Langkah tersebut merupakan respons cepat Pemerintah Desa dalam mengakomodir aspirasi penolakan sebagian warga atas hasil Musyawarah Desa Khusus (Musdessus) sebelumnya pada 11 Desember 2025. Sebelumnya, rencana penempatan gerai di area Madrasah Diniyah (Madin) sempat memicu kekhawatiran masyarakat terkait keberlangsungan pendidikan keagamaan di lokasi tersebut.
Kepala Desa Cingkrong, Jasmi, menyatakan bahwa Musdes kedua ini merupakan bentuk komitmen pemerintah desa untuk mendengarkan masukan warga demi menjaga kebersamaan.
"Ini adalah untuk menindaklanjuti setelah kita Musdes yang pertama karena di tengah perjalanan ada penolakan warga dan kami dari perwakilan pemerintah desa mengakomodir menerima masukan saran apapun yang akhirnya sesuai kesepakan dari awal kita akan gelar Musdes ulang Alhamdulillah hari telah terealisasi untuk Musdes ke dua dan hasilnya kita pindah dari lokasi Madin," ujar Jasmi.

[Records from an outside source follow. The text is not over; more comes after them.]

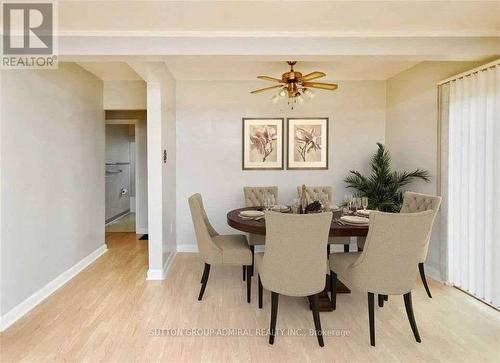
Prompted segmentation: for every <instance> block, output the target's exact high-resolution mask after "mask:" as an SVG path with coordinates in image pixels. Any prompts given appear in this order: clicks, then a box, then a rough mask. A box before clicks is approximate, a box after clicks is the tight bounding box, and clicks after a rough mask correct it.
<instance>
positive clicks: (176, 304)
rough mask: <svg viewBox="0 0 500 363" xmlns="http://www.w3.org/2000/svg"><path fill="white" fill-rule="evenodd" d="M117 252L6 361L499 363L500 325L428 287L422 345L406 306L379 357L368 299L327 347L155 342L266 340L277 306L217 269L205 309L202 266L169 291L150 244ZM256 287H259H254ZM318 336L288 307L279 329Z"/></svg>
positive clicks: (325, 320) (419, 310) (98, 265)
mask: <svg viewBox="0 0 500 363" xmlns="http://www.w3.org/2000/svg"><path fill="white" fill-rule="evenodd" d="M107 242H108V246H109V251H108V252H107V253H106V254H104V255H103V256H102V257H101V258H99V259H98V260H97V261H96V262H95V263H93V264H92V265H91V266H89V267H88V268H87V269H86V270H84V271H83V272H82V273H80V274H79V275H78V276H76V277H75V278H74V279H73V280H71V281H70V282H68V283H67V284H66V285H65V286H64V287H63V288H61V289H60V290H58V291H57V292H55V293H54V294H53V295H51V296H50V297H49V298H48V299H47V300H45V301H44V302H43V303H42V304H40V305H39V306H38V307H36V308H35V309H34V310H32V311H31V312H30V313H28V314H27V315H26V316H25V317H24V318H23V319H21V320H19V321H18V322H17V323H15V324H14V325H13V326H11V327H10V328H9V329H7V330H6V331H5V332H3V333H2V334H1V337H0V339H1V341H0V348H1V350H0V361H2V362H10V361H26V362H33V361H89V362H95V361H103V362H126V361H172V362H174V361H175V362H178V361H194V362H198V361H216V362H223V361H273V362H284V361H288V362H309V361H311V362H312V361H314V362H317V361H329V362H342V361H349V362H352V361H360V362H361V361H363V362H367V361H378V362H387V361H405V362H417V361H426V362H440V361H441V362H479V361H483V362H485V361H491V362H493V361H496V362H498V361H500V313H499V312H497V311H495V310H493V309H491V308H489V307H487V306H486V305H484V304H482V303H481V302H479V301H477V300H475V299H473V298H471V297H469V296H467V295H466V294H464V293H462V292H460V291H458V290H456V289H454V288H451V287H447V286H443V285H441V284H438V283H436V282H434V281H430V288H431V290H432V293H433V295H434V298H433V299H428V298H427V296H426V295H425V291H424V289H423V287H422V285H421V283H417V285H416V288H415V290H414V293H413V295H414V296H413V300H414V309H415V315H416V319H417V324H418V327H419V329H420V335H421V337H422V343H421V344H418V343H416V342H415V340H414V338H413V335H412V332H411V329H410V326H409V323H408V320H407V317H406V314H405V310H404V305H403V299H402V297H401V298H399V297H395V296H391V297H390V300H389V302H388V303H386V306H385V307H384V308H378V307H377V308H376V313H375V314H376V334H377V335H376V339H377V342H376V343H377V346H376V347H371V346H370V343H369V336H368V309H367V298H366V296H365V295H364V294H358V293H353V294H349V295H340V296H339V297H338V301H337V310H336V311H335V312H330V313H326V312H325V313H321V323H322V326H323V329H325V330H331V329H335V330H336V331H337V332H342V331H343V332H346V335H345V336H336V337H325V347H324V348H320V347H319V346H318V344H317V341H316V338H315V337H314V336H278V337H277V338H276V342H275V344H274V346H270V345H268V343H267V337H264V336H239V337H220V336H219V337H217V336H211V337H206V336H201V337H199V336H197V337H191V336H184V337H167V336H152V334H151V332H152V330H153V329H180V328H186V329H190V328H207V329H210V328H212V329H226V328H240V329H251V330H250V331H254V330H253V329H267V328H268V326H269V316H270V296H269V293H268V292H265V295H264V308H263V309H262V310H259V309H258V308H257V288H256V287H257V284H256V282H255V281H254V282H253V283H254V284H253V289H252V293H253V296H252V303H251V304H247V303H246V300H245V285H244V283H243V282H242V276H241V269H240V268H237V267H218V266H213V267H212V270H211V274H210V279H209V281H208V285H207V289H206V291H205V296H204V298H203V301H202V302H198V301H197V295H198V291H199V287H200V277H201V273H202V270H203V265H202V263H201V261H200V260H199V259H198V256H197V255H196V254H188V253H179V254H178V255H177V256H176V258H175V260H174V263H173V266H172V267H171V269H170V271H169V274H168V277H167V279H166V280H165V281H162V282H154V281H146V280H145V277H146V270H147V241H138V240H137V239H136V236H135V234H128V233H112V234H109V235H108V236H107ZM254 280H255V278H254ZM312 327H313V320H312V315H311V313H310V311H309V310H308V304H307V302H306V299H301V298H288V297H280V305H279V310H278V322H277V328H280V329H282V328H285V329H287V328H289V329H305V330H308V329H310V328H312Z"/></svg>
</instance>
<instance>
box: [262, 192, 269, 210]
mask: <svg viewBox="0 0 500 363" xmlns="http://www.w3.org/2000/svg"><path fill="white" fill-rule="evenodd" d="M269 203H270V200H269V195H268V194H267V193H265V194H264V195H263V197H262V206H263V207H264V210H266V211H267V210H269Z"/></svg>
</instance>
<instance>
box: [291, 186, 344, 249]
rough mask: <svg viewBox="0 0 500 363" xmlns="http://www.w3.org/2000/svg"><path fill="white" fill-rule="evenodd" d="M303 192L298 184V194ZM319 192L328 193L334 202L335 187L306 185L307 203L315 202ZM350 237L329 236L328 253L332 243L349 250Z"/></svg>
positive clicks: (322, 192) (328, 196) (301, 188)
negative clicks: (317, 195)
mask: <svg viewBox="0 0 500 363" xmlns="http://www.w3.org/2000/svg"><path fill="white" fill-rule="evenodd" d="M301 193H302V185H299V186H297V194H298V196H299V197H300V194H301ZM319 193H324V194H327V195H328V200H329V201H330V204H334V190H333V187H320V186H307V185H306V198H307V204H309V203H312V202H314V200H316V198H317V195H318V194H319ZM350 242H351V239H350V238H349V237H329V238H328V255H330V245H344V252H349V243H350Z"/></svg>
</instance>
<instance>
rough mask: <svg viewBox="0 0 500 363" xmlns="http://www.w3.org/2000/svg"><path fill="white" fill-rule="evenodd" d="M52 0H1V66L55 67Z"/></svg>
mask: <svg viewBox="0 0 500 363" xmlns="http://www.w3.org/2000/svg"><path fill="white" fill-rule="evenodd" d="M54 14H55V4H54V2H3V3H2V23H3V36H2V41H3V46H2V51H3V54H2V64H1V65H2V68H10V69H12V68H14V69H20V68H24V69H25V68H56V67H57V56H56V55H55V54H54V53H55V52H54V50H55V47H54V45H55V44H54V43H55V42H54V25H55V24H54V23H55V22H54V20H55V17H54Z"/></svg>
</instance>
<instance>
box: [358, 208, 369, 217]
mask: <svg viewBox="0 0 500 363" xmlns="http://www.w3.org/2000/svg"><path fill="white" fill-rule="evenodd" d="M370 212H371V210H370V209H367V210H363V209H360V210H358V214H359V215H360V216H369V215H370Z"/></svg>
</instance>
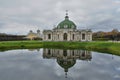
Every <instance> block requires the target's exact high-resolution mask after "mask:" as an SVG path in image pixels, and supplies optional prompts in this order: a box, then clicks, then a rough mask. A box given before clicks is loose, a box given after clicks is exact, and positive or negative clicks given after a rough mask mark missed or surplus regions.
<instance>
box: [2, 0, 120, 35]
mask: <svg viewBox="0 0 120 80" xmlns="http://www.w3.org/2000/svg"><path fill="white" fill-rule="evenodd" d="M65 10H69V16H70V19H71V20H73V21H74V22H75V23H76V25H78V28H79V29H80V28H83V27H87V28H92V29H93V30H106V29H104V27H103V26H102V25H108V26H105V27H106V28H108V29H109V25H111V24H110V23H111V21H113V22H112V23H114V24H116V26H114V25H112V26H111V27H110V30H111V29H113V28H118V29H119V30H120V26H119V25H117V24H118V21H120V15H119V14H120V1H119V0H0V32H3V33H4V32H5V33H10V34H27V32H28V31H29V30H31V29H32V30H37V29H41V30H43V29H52V28H53V25H57V24H58V23H59V22H61V21H62V20H63V19H64V16H65ZM116 19H117V22H116ZM106 20H108V21H109V20H111V21H110V22H107V23H104V24H99V23H101V22H104V21H106ZM93 25H95V26H93ZM35 26H36V27H35Z"/></svg>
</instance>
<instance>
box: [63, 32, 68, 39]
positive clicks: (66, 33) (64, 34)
mask: <svg viewBox="0 0 120 80" xmlns="http://www.w3.org/2000/svg"><path fill="white" fill-rule="evenodd" d="M63 39H64V40H65V41H67V33H64V35H63Z"/></svg>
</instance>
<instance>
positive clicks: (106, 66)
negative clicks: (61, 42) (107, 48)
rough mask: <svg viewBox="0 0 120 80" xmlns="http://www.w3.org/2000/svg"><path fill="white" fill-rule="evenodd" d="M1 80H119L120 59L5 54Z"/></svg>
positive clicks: (108, 58) (2, 55) (28, 52)
mask: <svg viewBox="0 0 120 80" xmlns="http://www.w3.org/2000/svg"><path fill="white" fill-rule="evenodd" d="M0 80H120V56H115V55H111V54H107V53H106V54H105V53H99V52H92V51H86V50H62V49H18V50H9V51H4V52H0Z"/></svg>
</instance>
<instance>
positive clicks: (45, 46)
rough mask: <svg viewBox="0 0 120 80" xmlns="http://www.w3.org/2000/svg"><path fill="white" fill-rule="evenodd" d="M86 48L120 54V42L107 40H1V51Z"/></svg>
mask: <svg viewBox="0 0 120 80" xmlns="http://www.w3.org/2000/svg"><path fill="white" fill-rule="evenodd" d="M36 48H57V49H85V50H90V51H97V52H102V53H109V54H114V55H118V56H120V43H116V42H107V41H96V42H95V41H93V42H42V41H3V42H0V51H5V50H13V49H36Z"/></svg>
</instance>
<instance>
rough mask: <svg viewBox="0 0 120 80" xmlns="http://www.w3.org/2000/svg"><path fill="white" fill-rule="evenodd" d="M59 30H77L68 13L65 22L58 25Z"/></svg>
mask: <svg viewBox="0 0 120 80" xmlns="http://www.w3.org/2000/svg"><path fill="white" fill-rule="evenodd" d="M57 28H58V29H76V25H75V24H74V22H72V21H70V20H69V17H68V14H67V13H66V16H65V20H64V21H62V22H61V23H59V24H58V26H57Z"/></svg>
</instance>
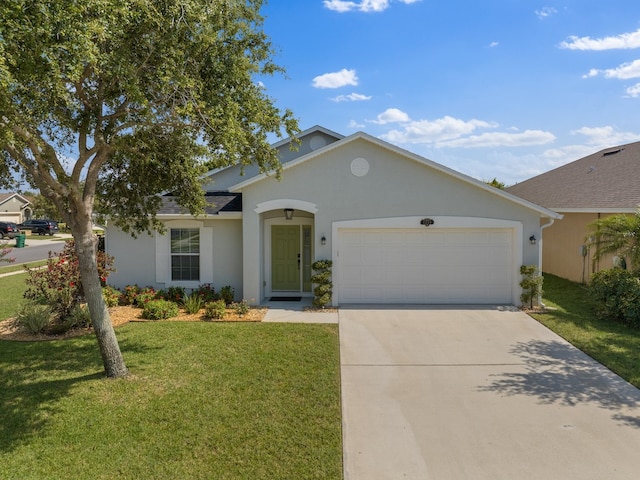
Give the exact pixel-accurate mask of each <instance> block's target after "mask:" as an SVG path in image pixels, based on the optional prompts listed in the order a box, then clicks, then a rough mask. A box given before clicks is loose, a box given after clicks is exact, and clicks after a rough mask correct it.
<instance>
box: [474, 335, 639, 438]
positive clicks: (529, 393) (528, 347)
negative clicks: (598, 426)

Jasmi menjelaskan, meski awalnya lokasi di sekitar Madin dianggap strategis untuk menyatukan sektor ekonomi dan pendidikan, pihaknya memilih untuk mengalah demi menghindari konflik sosial. Lokasi baru yang disepakati kini bergeser ke lahan di belakang TK Dharma Wanita 3 Desa Cingkrong.
"Kami tegaskan dari awal tidak ingin melanggar aturan dengan menggunakan lahan hijau. Karena beberapa pertimbangan efisiensi anggaran sempat menimbulkan konflik, maka kita bergeser ke titik aman saja. Walaupun tidak lagi menghadap jalan raya dan jadi kurang strategis, ini demi kebersamaan," imbuhnya.
Meskipun lokasi berubah, Jasmi meminta dukungan penuh dari seluruh lapisan masyarakat agar program nasional KDMP ini tetap berjalan sukses. Ia berharap keberadaan koperasi tersebut nantinya tetap mampu meningkatkan perekonomian desa meski posisinya tidak berada di lini jalan utama.
Musyawarah ini dihadiri oleh jajaran Badan Permusyawaratan Desa (BPD), perangkat desa, serta perwakilan tokoh masyarakat. Dengan adanya keputusan ini, polemik mengenai rencana relokasi di lahan Madin dipastikan berakhir, dan pembangunan akan segera dilaksanakan di lokasi baru yang telah disepakati bersama. (Redaksi).